We went there a few weekends back. If it wouldn't have been such a perfect day to be outside....for any reason, it would have really sucked. A few friends of ours bought some paddle tires just to go there. Needless to say, they are trying to sell them now. LOL. The $20 to get in was definitely not worth it. Got to see somebody try to skim the pond and sink. That was the highlight of the day.

Donna


----------



## DaveMK1 (Nov 8, 2009)

Donna,
This is off topic but i see your from picayune. Were exactly is the Amtrak station up there?
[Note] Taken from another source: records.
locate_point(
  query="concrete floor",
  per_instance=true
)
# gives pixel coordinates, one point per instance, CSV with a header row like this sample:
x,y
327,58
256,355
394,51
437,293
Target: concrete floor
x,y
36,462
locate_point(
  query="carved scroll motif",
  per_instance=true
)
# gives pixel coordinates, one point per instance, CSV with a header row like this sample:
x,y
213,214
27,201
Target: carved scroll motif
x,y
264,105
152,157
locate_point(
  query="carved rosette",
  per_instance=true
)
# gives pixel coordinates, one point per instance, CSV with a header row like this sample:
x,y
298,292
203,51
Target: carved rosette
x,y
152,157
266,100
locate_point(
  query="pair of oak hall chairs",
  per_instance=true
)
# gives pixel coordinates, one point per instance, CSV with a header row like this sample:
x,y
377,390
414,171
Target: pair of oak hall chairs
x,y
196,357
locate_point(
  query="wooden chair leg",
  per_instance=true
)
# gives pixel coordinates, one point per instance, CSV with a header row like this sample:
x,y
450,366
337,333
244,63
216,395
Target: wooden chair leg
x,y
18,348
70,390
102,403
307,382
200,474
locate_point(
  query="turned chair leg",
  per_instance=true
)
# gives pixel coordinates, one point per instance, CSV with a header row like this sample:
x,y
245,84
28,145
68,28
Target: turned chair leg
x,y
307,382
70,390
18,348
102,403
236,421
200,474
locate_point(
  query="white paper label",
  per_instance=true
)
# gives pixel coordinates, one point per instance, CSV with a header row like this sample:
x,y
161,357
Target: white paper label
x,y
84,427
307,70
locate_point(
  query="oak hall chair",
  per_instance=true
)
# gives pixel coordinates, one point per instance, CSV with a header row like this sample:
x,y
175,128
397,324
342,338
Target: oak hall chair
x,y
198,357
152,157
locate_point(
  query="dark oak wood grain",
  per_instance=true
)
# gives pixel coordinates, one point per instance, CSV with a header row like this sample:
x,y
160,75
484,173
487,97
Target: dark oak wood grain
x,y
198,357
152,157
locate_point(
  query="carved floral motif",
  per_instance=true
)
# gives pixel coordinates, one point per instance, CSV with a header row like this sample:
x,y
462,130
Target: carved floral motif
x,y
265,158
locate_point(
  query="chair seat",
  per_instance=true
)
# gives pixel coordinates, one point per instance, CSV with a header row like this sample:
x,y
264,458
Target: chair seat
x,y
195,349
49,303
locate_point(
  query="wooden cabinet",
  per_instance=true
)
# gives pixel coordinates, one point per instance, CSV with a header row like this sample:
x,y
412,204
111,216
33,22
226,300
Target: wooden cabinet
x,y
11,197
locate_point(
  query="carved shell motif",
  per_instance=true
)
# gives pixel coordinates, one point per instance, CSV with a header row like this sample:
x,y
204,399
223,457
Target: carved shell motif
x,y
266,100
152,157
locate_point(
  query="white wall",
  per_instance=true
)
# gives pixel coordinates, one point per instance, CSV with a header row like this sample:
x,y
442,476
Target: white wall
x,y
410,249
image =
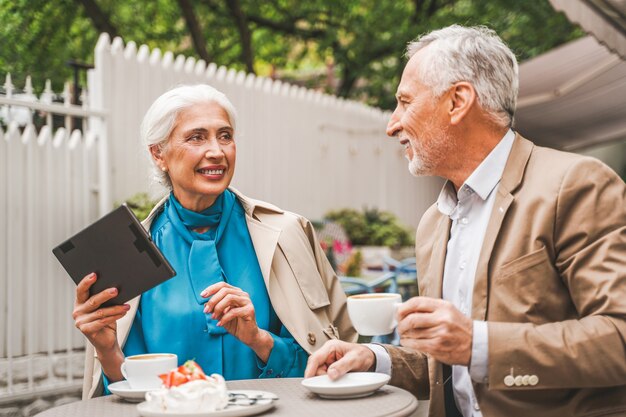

Gotta pick up my parents in 2 weeks from there cause they are afraid to fly from Boston lol.


----------



## suzette70 (Jan 26, 2009)

The Amtrak station is right in the middle of town on HWY 11. If you're not familiar with Picayune, give me a call @ 601-798-5856 and I'll give you more exact directions.

Donna


----------



## teamgroundcheck (Mar 21, 2010)

rmax where is that place?


----------



## rmax (Nov 21, 2009)

its a private gravel pit west of mchenery has a couplle of ponds for water crossing,an about 6 holes to test, i have personaly winched brutes ,can hams, an a couple of popos out of them, it s just a place we go for a quickie only 2 mi from house but it will test you some trails some sand some hills. but alot better than sand hill for 4x4s.like i say its private an asof now if we stay out of the active pit they do not care. good cheap fun for small group an afternoon ride


----------